4: ◆3P1o8JdRMw[saga ]
2017/06/26(月) 23:12:42.33 ID:DTO7WTVj0
「中身、見たの?」
当人はいないが、そう口に出してみる。女の子のカバンの中身を勝手に見るなんて……と思ったけど、よくよく考えたらプロデューサーが見たかはわからないし、それに、アタシのバッグだってそもそも知っていた可能性だってある。この件については、次に事務所に来るであろう明後日に言及してやろうと心に誓った。
プロデューサーもいないし帰ろう。
そう思ってカバンを手に取ってから、アタシが帰ってしまうのはまずいんじゃないかという気がしてきた。プロデューサーは多分、近くのコンビニで夜食でも買っているのではないか。

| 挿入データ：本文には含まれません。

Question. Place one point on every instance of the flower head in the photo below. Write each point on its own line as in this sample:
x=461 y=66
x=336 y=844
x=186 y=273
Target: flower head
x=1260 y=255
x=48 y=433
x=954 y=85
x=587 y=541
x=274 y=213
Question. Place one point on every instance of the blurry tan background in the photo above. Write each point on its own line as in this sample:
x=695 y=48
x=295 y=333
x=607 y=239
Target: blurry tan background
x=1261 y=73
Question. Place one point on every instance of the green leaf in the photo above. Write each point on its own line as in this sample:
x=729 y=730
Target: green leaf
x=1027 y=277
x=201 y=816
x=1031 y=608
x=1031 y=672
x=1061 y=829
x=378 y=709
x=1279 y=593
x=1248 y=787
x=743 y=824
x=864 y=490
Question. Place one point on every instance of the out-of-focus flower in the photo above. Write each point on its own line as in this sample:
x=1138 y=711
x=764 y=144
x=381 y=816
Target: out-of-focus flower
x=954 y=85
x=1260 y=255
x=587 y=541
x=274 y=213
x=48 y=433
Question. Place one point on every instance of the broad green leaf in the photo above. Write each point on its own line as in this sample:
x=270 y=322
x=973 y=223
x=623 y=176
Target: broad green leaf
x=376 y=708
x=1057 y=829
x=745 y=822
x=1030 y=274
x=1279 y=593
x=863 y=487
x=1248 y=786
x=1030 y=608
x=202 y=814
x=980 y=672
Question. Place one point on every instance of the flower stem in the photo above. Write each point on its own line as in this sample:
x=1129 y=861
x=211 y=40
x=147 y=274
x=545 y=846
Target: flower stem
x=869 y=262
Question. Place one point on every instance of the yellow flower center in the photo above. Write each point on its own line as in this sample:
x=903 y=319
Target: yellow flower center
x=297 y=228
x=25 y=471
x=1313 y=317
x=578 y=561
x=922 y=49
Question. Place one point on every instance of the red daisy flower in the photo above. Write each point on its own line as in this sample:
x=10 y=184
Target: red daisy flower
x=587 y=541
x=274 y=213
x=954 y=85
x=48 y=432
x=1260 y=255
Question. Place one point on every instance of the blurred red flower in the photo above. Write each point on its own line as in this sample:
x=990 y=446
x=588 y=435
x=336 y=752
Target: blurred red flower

アタシは事務所の鍵を持っていないし、そもそも鍵をかけずに外出するプロデューサーがカギを持って出かけるとも思えない。
急に、防犯意識の低さについてちょっと説教をしてやりたい気分になった。
いつもアタシのことをからかってくるプロデューサーを、反論が難しいであろうことで逆に追い詰める。悔しそうな、それでいて申し訳なさそうな彼の顔が簡単に想像できる。想像するだけでもかなり魅力的な想像だった。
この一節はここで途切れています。